The clients I am currently working with are scrambling to buy a house before leaving the country for a year. Their time-line is tight and they are trying to see everything that comes close to their list of desired needs, wants and options lists. They have found a few homes that were recently remodeled and looked fabulous.
There was one problem. The homeowners did, or had the work done, without permits. Being a contractor, it only takes a few minutes in a home to know if the work done was inspected by a local inspection agency. The first one these clients found had nearly everything they wanted. But, it was remodeled without permits and some of the work would not pass inspection. The VA said no to financing it. The work could be reconciled with the county, but the owners were not willing to have the county inside their home.

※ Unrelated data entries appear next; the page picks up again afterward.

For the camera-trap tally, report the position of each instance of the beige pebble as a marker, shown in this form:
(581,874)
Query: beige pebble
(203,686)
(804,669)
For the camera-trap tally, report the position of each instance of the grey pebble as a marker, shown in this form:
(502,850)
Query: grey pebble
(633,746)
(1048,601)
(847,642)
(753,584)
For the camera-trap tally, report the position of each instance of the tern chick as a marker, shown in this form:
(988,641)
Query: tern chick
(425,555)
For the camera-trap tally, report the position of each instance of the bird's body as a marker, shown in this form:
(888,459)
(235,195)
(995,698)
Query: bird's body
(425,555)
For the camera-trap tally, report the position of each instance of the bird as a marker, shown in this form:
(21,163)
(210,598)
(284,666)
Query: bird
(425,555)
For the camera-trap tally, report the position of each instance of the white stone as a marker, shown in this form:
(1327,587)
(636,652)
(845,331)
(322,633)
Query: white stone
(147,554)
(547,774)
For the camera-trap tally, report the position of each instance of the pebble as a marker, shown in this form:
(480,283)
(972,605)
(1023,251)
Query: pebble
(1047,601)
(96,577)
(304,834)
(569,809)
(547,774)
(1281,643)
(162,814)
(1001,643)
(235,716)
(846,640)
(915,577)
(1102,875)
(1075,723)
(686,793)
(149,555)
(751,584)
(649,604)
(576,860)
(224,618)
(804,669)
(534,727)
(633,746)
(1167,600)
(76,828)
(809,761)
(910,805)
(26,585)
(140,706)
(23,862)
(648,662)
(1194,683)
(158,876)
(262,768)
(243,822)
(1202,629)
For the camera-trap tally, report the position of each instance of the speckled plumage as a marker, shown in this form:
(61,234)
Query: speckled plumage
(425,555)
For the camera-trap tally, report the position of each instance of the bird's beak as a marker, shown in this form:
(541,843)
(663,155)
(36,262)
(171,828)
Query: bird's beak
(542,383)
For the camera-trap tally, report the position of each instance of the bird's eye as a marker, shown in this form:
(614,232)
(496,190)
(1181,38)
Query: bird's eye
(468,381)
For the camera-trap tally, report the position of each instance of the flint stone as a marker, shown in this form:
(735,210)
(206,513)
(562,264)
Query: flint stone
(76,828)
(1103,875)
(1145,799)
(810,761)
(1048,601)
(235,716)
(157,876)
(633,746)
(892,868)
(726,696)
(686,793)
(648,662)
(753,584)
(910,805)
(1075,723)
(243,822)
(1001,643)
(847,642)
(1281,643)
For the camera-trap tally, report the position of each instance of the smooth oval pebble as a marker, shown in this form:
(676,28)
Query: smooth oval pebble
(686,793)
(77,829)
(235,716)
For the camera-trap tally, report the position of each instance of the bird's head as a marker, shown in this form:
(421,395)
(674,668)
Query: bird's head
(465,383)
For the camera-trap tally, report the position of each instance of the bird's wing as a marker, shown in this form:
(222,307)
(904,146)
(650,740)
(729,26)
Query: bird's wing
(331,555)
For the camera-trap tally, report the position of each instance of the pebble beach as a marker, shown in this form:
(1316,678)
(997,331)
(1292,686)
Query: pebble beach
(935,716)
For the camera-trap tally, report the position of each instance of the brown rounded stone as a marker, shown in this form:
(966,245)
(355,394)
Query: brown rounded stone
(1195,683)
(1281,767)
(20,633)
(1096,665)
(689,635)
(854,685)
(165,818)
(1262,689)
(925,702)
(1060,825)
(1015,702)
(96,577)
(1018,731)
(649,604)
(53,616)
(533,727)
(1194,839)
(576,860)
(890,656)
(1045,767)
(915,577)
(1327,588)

The second one, I knew immediately that it had been done without permits. There were enough electrical issues that showed poor trade-craft that I knew an inspector had never been in the house, and I was right. Take that one off the list. Of the six on our list, 50% would not qualify for their financing based on how the remodeling was done.
Before you take a client out to see a remodeled home, it might be worth a minute to ask the listing agent if the work was done under a local permit with a final inspection. The first house had a electrical issue that was a dead giveaway, and it would have been nice to know that before traveling forty minutes one way to learn that. Lenders are only trying to protect their investment and your buyers should have that same desire.